Kathy Carter grew up looking through her godmother’s scrapbooks. She heard a great deal about Stuart Macdonald from Joy as a fondly remembered childhood chum. Although Kathy never actually met the fabled Stuart Macdonald, he was a fixture in Joy’s stories of her own childhood. Joy had always loved children, and took her position as godmother to Kathy Carter very seriously, giving her many advantages, such as special trips that she would not otherwise have had as a youngest child in a large family. They were as close as mother and daughter until Joy’s death. At the end of her life, Joy gave Kathy a red silk pouch full of the school crests from Stuart’s letters, which she had carefully clipped off each letter before she destroyed the letter itself.

The community did not look down on the Laird family, and after Maud’s Norval journals were published, people wondered over the malice directed at them. Perhaps when Maud complained about the fact that she couldn’t imagine where Ewan’s salary went, she may have suspected that Ewan—like many other respectable men wanting their “nip”—dropped in to pick up the occasional refill for his cough syrup from Lou Laird’s little “Blue Room.” Maud gave Ewan drinks of her own homemade wine, but she would not have sanctioned his patronizing Lou Laird. Perhaps she worried that her sons were being corrupted by Lou’s liquor, too.

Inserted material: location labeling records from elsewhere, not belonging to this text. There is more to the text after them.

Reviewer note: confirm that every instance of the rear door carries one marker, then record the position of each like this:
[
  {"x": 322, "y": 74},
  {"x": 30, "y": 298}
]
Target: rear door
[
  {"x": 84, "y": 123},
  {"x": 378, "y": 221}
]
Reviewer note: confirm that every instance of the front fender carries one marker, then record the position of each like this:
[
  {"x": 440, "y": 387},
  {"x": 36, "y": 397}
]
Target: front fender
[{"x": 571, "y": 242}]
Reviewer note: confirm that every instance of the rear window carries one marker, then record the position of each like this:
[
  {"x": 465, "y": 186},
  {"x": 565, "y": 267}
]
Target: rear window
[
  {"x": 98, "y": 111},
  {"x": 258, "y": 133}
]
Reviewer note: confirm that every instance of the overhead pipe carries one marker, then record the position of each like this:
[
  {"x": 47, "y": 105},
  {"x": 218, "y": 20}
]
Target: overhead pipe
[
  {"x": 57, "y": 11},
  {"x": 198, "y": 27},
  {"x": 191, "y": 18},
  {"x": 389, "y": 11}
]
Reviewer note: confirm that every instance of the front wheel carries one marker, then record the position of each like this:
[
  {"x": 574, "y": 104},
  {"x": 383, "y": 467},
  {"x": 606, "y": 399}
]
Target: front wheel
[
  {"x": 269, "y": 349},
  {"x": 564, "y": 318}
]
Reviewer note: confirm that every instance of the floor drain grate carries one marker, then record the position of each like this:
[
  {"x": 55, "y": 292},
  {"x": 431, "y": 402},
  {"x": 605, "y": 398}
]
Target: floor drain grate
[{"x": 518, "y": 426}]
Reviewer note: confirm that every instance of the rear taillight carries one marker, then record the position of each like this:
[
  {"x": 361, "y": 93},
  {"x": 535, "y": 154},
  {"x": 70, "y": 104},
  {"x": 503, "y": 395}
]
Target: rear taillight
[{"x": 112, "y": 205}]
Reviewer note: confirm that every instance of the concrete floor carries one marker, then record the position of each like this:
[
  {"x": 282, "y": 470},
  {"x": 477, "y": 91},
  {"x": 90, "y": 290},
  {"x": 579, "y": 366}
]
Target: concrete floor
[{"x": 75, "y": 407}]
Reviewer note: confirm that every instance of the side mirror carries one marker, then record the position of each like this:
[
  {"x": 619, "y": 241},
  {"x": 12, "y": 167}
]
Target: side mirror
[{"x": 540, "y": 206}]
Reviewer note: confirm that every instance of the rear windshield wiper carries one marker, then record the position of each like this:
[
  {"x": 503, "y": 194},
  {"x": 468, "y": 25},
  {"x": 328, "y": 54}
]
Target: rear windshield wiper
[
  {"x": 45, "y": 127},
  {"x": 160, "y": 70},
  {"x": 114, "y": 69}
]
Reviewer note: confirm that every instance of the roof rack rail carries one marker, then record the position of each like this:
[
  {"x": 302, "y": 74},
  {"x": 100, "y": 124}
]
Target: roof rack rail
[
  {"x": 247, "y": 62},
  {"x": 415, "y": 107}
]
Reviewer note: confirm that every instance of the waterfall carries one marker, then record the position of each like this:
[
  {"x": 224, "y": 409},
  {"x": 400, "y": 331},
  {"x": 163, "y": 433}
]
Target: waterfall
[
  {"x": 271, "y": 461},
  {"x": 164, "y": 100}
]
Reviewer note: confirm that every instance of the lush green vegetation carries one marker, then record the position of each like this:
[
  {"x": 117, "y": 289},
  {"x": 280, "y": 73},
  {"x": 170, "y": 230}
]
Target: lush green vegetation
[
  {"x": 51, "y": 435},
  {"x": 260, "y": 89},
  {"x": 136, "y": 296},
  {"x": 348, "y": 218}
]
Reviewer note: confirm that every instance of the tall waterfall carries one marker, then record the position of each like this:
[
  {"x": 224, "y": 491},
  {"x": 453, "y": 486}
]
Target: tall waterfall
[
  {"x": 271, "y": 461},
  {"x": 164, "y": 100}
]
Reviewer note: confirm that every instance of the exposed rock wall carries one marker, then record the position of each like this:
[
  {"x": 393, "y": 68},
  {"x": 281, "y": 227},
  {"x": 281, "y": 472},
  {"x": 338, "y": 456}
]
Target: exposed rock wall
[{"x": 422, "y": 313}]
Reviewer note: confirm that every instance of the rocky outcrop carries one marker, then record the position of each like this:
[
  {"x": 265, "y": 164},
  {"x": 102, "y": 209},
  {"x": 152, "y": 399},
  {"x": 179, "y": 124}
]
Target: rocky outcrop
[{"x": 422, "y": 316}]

In Jane of Lantern Hill, Maud disapproves of parents meddling in their children’s love matches. But the writer of fiction had an objectivity that the mother of sons did not. As Maud once told Violet King, writers have no special immunity to human frailty and folly.

William Arthur Deacon

When William Arthur Deacon wrote about her books with such lofty contempt, and elbowed her out of the CAA executive, he deprived Maud of doing public service in the world of letters, as well as the celebrity status she had worked hard to achieve.

Deacon lived to a ripe old age, dying in 1977 after long service as literary editor of The Globe and Mail, from 1936 until 1961. In an unfinished manuscript about his influential career, he wrote, “Uniquely among Canadians, Miss Montgomery understood the minds and hearts of adolescent girls, about whom she wrote in a manner completely acceptable to them.” He observed that her books were popular in Japan, and he couldn’t resist remarking that this resulted in Japanese girls writing the literary editor of The Globe and Mail (e.g., Deacon himself), asking to put them in touch with Canadian pen-pals. Patronizing to the end, he added: “The P.E.I. Branch of the I.O.D.E. has shouldered this problem [italics added].”

Postscript

Readers of Maud’s journals and this biography will ponder over what ultimately brought her to such a sad end. Would different choices have enabled this gifted woman—who wrote books that have brought joy to so many adults and young people all around the world—to find more satisfaction in her own life? Maud herself was addicted to asking “what if?” (see her journal entry of November 25, 1933). In her final years, she began to suspect that she was the author of much of her own misfortune, and she combed her journals for clues. But she was equally given to quoting the Persian poet, Omar Khayyam:

The Moving Finger writes, and, having writ,

Moves on; nor all thy Piety nor Wit

Shall lure it back to cancel half a Line

Nor all thy Tears wash out a Word of it.